First mayor of Deadwood, South Dakota

Ethan Bennett Farnum (November 10, 1826 – after 1900) was one of the first residents of Deadwood (then in the Dakota Territory) who was not a miner or prospector; he was the owner of a general store. He was the first mayor of the town of Deadwood.

== Biography ==
Farnum was born in Cheshire, Massachusetts, the eldest of seven children of John Farnum (or Farnham), and his wife, Chloe Bennett. On May 11, 1868, he was appointed Postmaster in Springfield, Walworth County, Wisconsin.

Farnum came to Deadwood from Wisconsin and opened his store in 1876, acquired other Main Street properties, and invested in some of the mining operations such as the Laura Mine and the Prince Oscar Lode; he also partnered with other camp entrepreneurs to have the Deadwood to Centennial Toll Road constructed to ease the flow of supplies to their businesses.

On August 18, 1876, Farnum was elected mayor, winning 672 votes out of 1,139; in this position, he was active in convincing the Dakota Territory to officially recognize the town and establish a nearby Army post, as well as instituting a pest house to quarantine those with communicable diseases (a smallpox epidemic having struck the town in 1876), and a system of street cleaning, all to be funded out of licensing fees for town businesses. In December 1876, Farnum established the town's fire department and sent the town's first telegram, to the mayor of Cheyenne, Wyoming. His position also included duties as head of the school board, Justice of the Peace, and judge. He established the town's first school, in November 1876; officiated at the town's first marriage, of Fannie Garrettson to Daniel Brown; and presided over numerous trials.
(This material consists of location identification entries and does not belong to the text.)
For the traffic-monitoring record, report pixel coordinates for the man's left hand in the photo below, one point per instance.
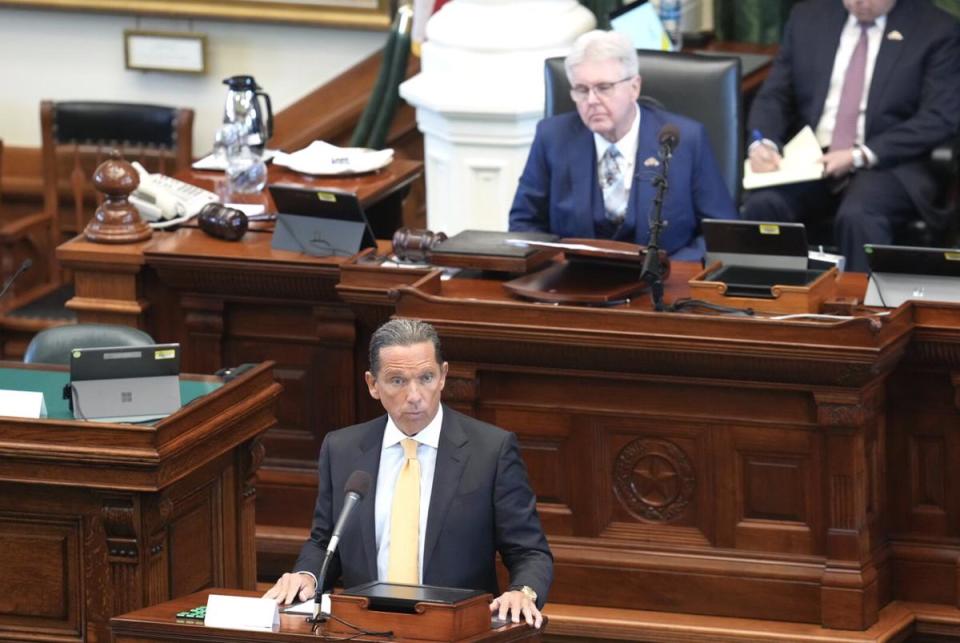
(837, 163)
(511, 605)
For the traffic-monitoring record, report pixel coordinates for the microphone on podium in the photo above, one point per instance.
(652, 273)
(668, 138)
(25, 266)
(357, 486)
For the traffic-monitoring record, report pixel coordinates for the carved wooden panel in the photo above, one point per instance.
(39, 573)
(194, 540)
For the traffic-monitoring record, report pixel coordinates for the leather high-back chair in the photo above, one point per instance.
(79, 135)
(76, 137)
(53, 345)
(704, 88)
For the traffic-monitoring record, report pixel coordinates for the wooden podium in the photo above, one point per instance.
(97, 519)
(159, 623)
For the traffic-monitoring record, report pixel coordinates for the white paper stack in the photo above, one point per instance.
(322, 158)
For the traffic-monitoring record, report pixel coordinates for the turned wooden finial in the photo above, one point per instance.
(116, 220)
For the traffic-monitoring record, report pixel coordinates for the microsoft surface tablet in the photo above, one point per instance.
(319, 222)
(125, 383)
(901, 273)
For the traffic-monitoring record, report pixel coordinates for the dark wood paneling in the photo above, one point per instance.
(96, 520)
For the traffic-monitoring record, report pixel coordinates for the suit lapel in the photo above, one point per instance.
(452, 455)
(642, 190)
(900, 19)
(585, 184)
(825, 51)
(368, 460)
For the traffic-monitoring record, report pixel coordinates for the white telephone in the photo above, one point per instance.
(163, 198)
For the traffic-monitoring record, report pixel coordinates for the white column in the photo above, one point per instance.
(479, 96)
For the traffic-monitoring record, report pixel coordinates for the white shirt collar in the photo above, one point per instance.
(853, 23)
(430, 435)
(626, 145)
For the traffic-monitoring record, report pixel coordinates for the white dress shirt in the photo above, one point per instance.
(391, 461)
(627, 147)
(848, 42)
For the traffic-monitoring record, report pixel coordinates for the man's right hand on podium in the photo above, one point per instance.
(293, 588)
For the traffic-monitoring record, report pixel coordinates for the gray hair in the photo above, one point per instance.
(402, 332)
(597, 46)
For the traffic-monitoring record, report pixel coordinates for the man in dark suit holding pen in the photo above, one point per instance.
(450, 492)
(879, 82)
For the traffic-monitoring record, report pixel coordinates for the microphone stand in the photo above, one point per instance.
(652, 271)
(318, 616)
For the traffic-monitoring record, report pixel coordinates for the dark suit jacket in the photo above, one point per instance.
(559, 191)
(481, 504)
(913, 102)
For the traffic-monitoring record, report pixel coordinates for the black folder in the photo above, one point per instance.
(394, 597)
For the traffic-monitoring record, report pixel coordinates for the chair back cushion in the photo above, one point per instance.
(703, 87)
(94, 122)
(53, 345)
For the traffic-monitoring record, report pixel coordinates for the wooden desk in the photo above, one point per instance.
(159, 623)
(791, 470)
(381, 193)
(98, 519)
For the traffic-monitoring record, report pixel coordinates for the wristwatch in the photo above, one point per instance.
(526, 590)
(859, 158)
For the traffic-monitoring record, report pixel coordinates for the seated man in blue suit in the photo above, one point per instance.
(466, 480)
(879, 83)
(589, 173)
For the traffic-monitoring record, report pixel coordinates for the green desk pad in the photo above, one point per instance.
(51, 383)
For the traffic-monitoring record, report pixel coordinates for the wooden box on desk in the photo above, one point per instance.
(785, 299)
(430, 622)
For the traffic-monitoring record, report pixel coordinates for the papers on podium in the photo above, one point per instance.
(323, 158)
(799, 164)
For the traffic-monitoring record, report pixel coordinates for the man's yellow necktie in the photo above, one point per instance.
(403, 564)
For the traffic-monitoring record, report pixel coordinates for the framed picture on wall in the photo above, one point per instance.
(364, 14)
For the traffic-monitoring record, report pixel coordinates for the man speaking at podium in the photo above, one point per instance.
(590, 174)
(468, 499)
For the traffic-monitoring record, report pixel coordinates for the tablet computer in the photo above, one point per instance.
(902, 273)
(125, 383)
(321, 222)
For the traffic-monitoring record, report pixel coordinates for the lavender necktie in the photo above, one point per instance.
(851, 94)
(614, 190)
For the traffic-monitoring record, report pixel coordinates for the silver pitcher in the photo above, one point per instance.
(243, 109)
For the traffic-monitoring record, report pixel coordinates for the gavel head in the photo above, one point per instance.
(414, 245)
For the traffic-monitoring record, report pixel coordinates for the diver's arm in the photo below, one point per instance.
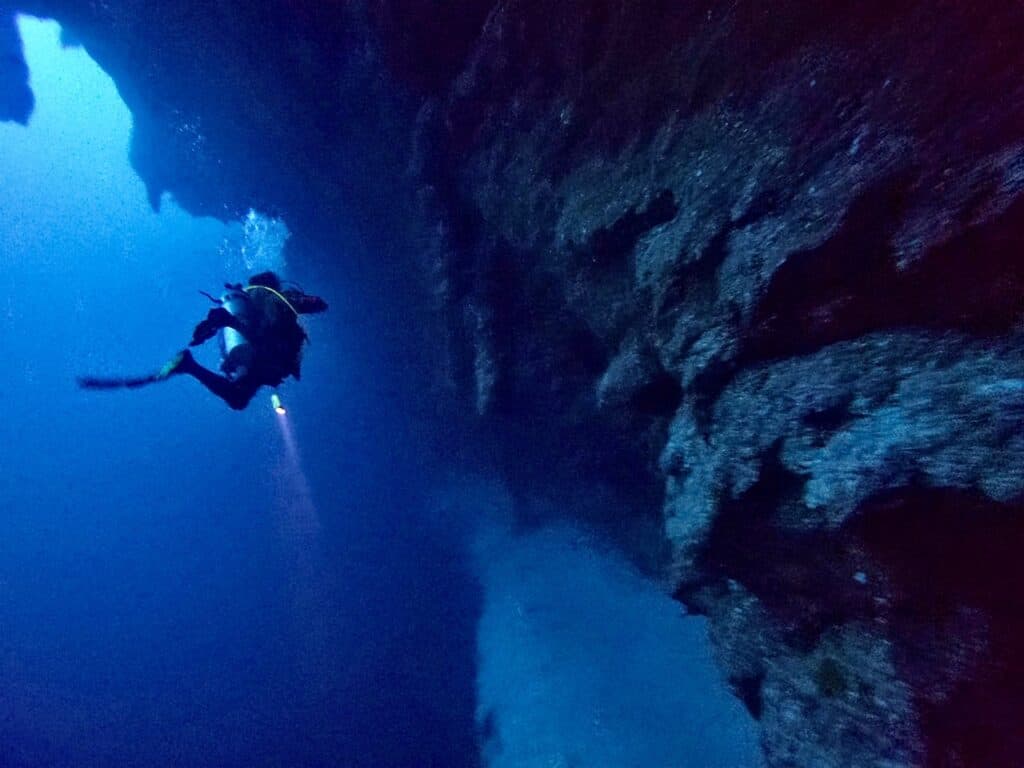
(216, 320)
(305, 304)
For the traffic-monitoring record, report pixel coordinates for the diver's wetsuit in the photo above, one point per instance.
(273, 333)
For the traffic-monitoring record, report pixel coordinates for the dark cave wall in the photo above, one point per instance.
(778, 249)
(754, 271)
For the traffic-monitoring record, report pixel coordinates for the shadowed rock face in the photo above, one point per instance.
(15, 98)
(754, 271)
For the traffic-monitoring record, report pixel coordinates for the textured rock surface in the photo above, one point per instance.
(759, 265)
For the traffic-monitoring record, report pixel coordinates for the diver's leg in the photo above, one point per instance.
(236, 393)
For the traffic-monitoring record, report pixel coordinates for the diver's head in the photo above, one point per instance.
(267, 280)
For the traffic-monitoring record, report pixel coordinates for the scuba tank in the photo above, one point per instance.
(237, 351)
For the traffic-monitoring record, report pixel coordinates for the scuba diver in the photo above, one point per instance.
(260, 340)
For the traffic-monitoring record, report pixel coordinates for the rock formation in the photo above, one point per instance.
(742, 282)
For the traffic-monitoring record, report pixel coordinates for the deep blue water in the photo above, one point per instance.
(174, 586)
(184, 585)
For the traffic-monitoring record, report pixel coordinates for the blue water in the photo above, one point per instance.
(184, 585)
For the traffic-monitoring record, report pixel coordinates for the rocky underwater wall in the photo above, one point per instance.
(740, 284)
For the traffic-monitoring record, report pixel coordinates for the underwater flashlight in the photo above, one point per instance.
(275, 401)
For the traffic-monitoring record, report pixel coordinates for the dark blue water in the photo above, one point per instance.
(175, 586)
(185, 585)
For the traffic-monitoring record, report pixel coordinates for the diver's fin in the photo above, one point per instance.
(98, 382)
(172, 367)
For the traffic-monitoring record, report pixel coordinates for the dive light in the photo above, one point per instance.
(275, 401)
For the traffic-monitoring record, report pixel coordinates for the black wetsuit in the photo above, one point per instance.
(271, 328)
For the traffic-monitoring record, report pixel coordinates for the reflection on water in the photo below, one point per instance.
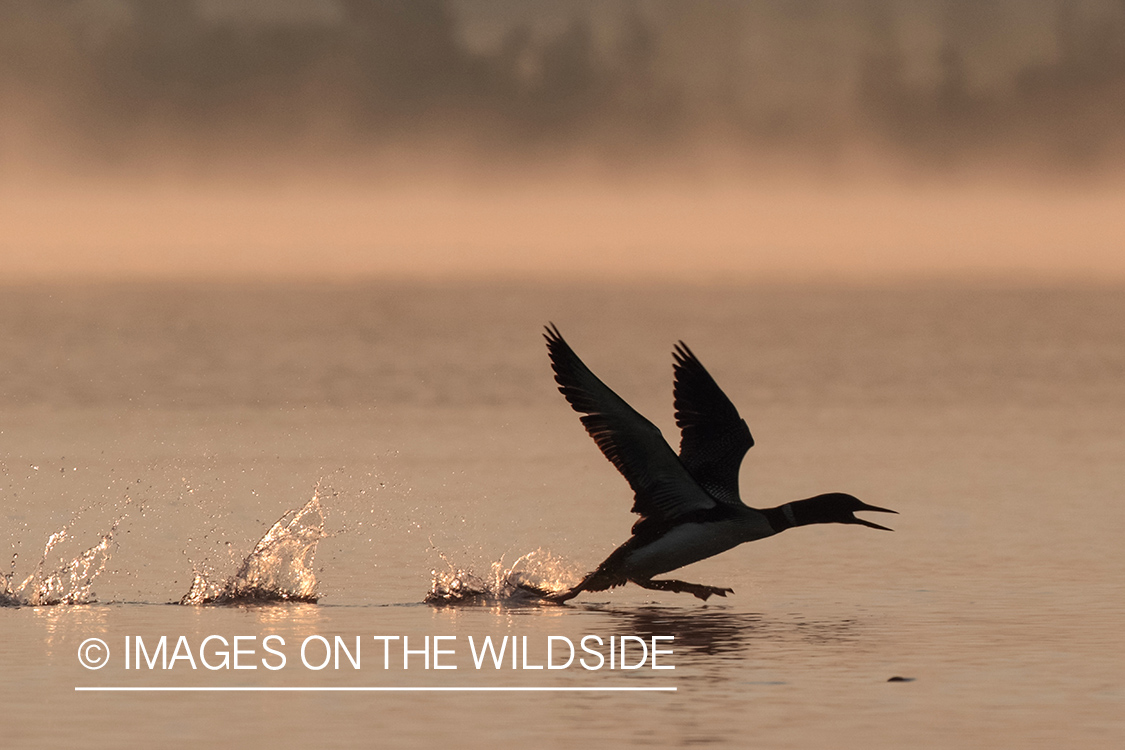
(278, 569)
(714, 632)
Further records are scarce, due to the great fire of September 26, 1879; when these duties became separate positions from the mayoralty, Farnum ran for Justice of the Peace, but lost.

Afterwards, he left for Chicago, Illinois; Farnum is not listed as a town resident in the 1880 census. Who succeeded him directly as mayor is unknown, although Sol Star would eventually be elected to the position, in 1884.

In the 1900 Census, Farnum was living in Maury County, Tennessee.

== Personal life ==
Farnum was married to Mary Farnum. They had three children in 1876 when he arrived in Deadwood: Sylvia, age 16, Edward, age 12, and Lyde, age 2.

==In popular culture==
Actor William Sanderson portrayed a highly fictionalized E. B. Farnum in the HBO television series Deadwood (2004–2006) and the 2019 television sequel, Deadwood: The Movie.